En affirmant que notre pays est riche en ressources hydrauliques, non seulement il se trompe mais il trompe aussi les citoyens, car la Tunisie appartient aux pays les plus mal lotis en cette denrée vitale et qui souffre depuis longtemps de stress hydrique.

Pire encore, par de pareilles affirmations infondées, le chef de l’Etat démobilise les citoyens, en leur faisant croire que l’eau existe à volonté dans notre pays et que les coupures sont causées par quelques responsables qui n’ont pas fait leur travail. C’est à peine s’il n’a pas inventé un nouveau complot, dont le «pauvre» ministre de l’Agriculture serait l’un des méchants instigateurs ! Le locataire du palais de Carthage va-t-il pousser la mauvaise foi jusqu’à limoger son ministre pour se défausser sur lui de toutes les carences de sa propre gouvernance ? S’il le fait, cela ne nous étonnera pas, car, dans sa manière d’être tout le temps en campagne électorale, que ne ferait-il pas pour tromper le petit peuple d’«Echaab yourid»?  

La ressource perdue dans la nature

Ce que le président de la république ignore ou feint d’ignorer, c’est que les causes des coupures d’eau, potable ou d’irrigation, sont connues de tous et depuis longtemps. Parmi ces causes, on citera l’état lamentable du réseau de distribution, vieux, défectueux et souvent en panne. Pis encore, les fuites fréquentes dans la tuyauterie nous font perdre une bonne partie de la ressource, qui va dans la nature.

Pour ne rien arranger, la Société nationale d’exploitation et de distribution des eaux (Sonede) souffrant, comme du reste toutes les entreprises publiques, de gros déficits financiers, en raison surtout du non paiement par l’Etat de ses dettes envers la société, n’a pas aujourd’hui les moyens financiers pour lancer les gros travaux exigés par la restauration de son réseau.

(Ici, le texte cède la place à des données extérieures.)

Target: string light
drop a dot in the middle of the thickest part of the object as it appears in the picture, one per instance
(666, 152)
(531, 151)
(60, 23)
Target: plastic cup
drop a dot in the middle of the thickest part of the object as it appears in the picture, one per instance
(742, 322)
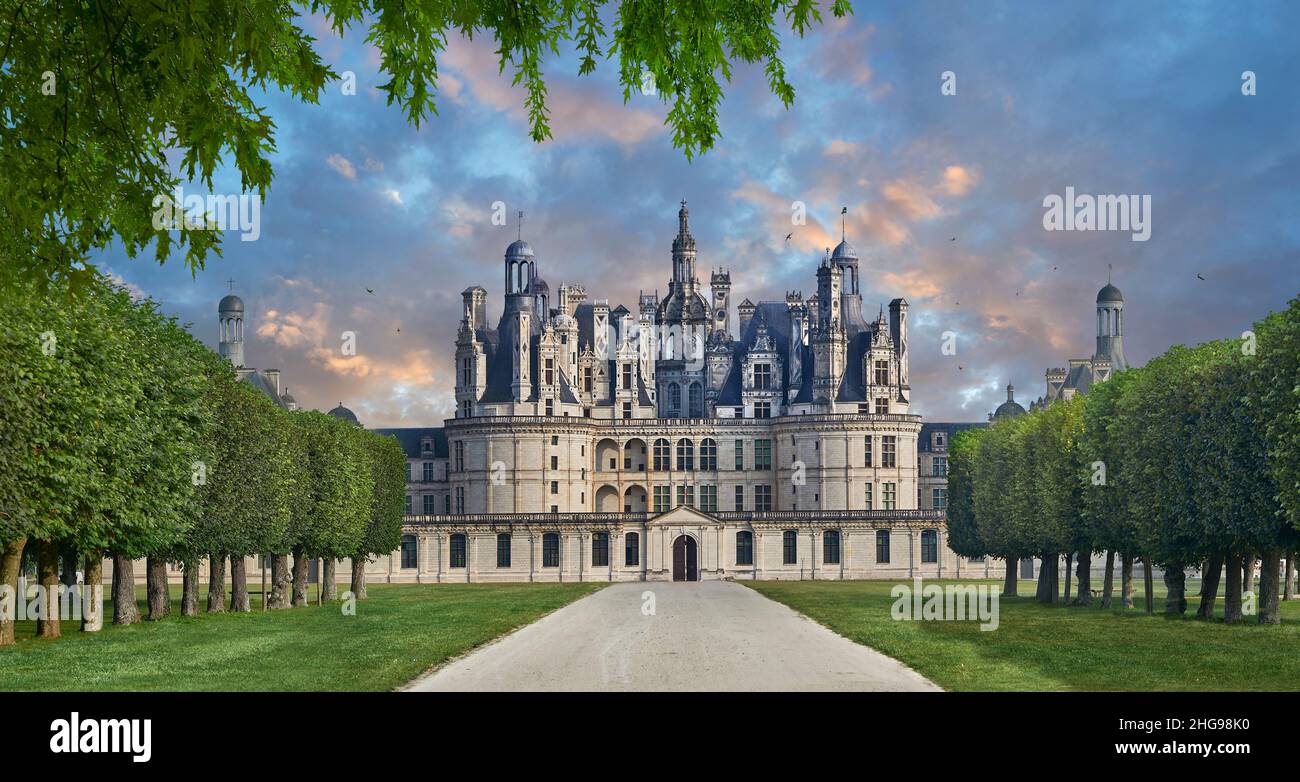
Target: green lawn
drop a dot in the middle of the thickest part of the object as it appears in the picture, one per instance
(1038, 647)
(398, 633)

Pourquoi le président n’intervient-il donc pas pour tenter de trouver une solution à ce problème chronique qui dépasse les prérogatives et les moyens du ministre de l’Agriculture ?

En attendant la prochaine crise

La réponse est simple, les solutions ne font pas partie des centres d’intérêt du très populiste Kaïs Saïed, qui préfère, lui, surfer sur les problèmes, en faisant miroiter aux citoyens les mirages des solutions miracles, comme, par exemple, en ordonnant à la Sonede de rétablir le raccordement à son réseau des mauvais payeurs dont les dettes accumulées grèvent justement ses finances et l’empêchent de mettre à niveau son infrastructure et de rénover ses équipements.

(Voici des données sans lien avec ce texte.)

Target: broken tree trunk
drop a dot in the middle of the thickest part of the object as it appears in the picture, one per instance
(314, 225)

Ne parlons pas des barrages et des ressources hydrauliques dilapidées en raison de leur vétusté et des coûteux travaux de rénovation qui n’y ont pas été menés, faute d’argent !

Ne parlons pas non plus de l’énorme quantité d’eau pluviale qui sont déversées annuellement dans la mer, l’Etat n’étant pas en mesure de les collecter par de nouvelles infrastructures pour les redistribuer ensuite.

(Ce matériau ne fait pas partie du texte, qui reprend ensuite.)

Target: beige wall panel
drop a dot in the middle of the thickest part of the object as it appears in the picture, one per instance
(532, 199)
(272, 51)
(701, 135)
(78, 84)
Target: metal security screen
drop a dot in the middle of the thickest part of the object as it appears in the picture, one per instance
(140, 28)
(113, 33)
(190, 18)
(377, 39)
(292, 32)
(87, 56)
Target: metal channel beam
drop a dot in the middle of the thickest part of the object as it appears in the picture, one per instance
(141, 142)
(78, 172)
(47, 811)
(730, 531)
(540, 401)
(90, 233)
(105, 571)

Tous ces problèmes sont sans cesse évoqués par les experts et les responsables gouvernementaux au cours des vingt dernières années. Des solutions ont aussi été identifiées et les études y afférentes dorment dans les tiroirs, parce que l’Etat a d’autres urgences et les hauts responsables ne se réveillent de leur torpeur bureaucratique qu’en pareille période de chaque année, lorsque les coupures d’eau deviennent trop fréquentes et que les citoyens se mettent à protester en coupant les routes.

En fait, ces chers hauts responsables ne se réveillent même pas puisqu’ils se contentent, à chaque fois, de propos soporifiques et lénifiants, comme ceux tenus hier par le président Saïed, qui visent à calmer la colère des gens et à botter en touche… en attendant la prochaine crise.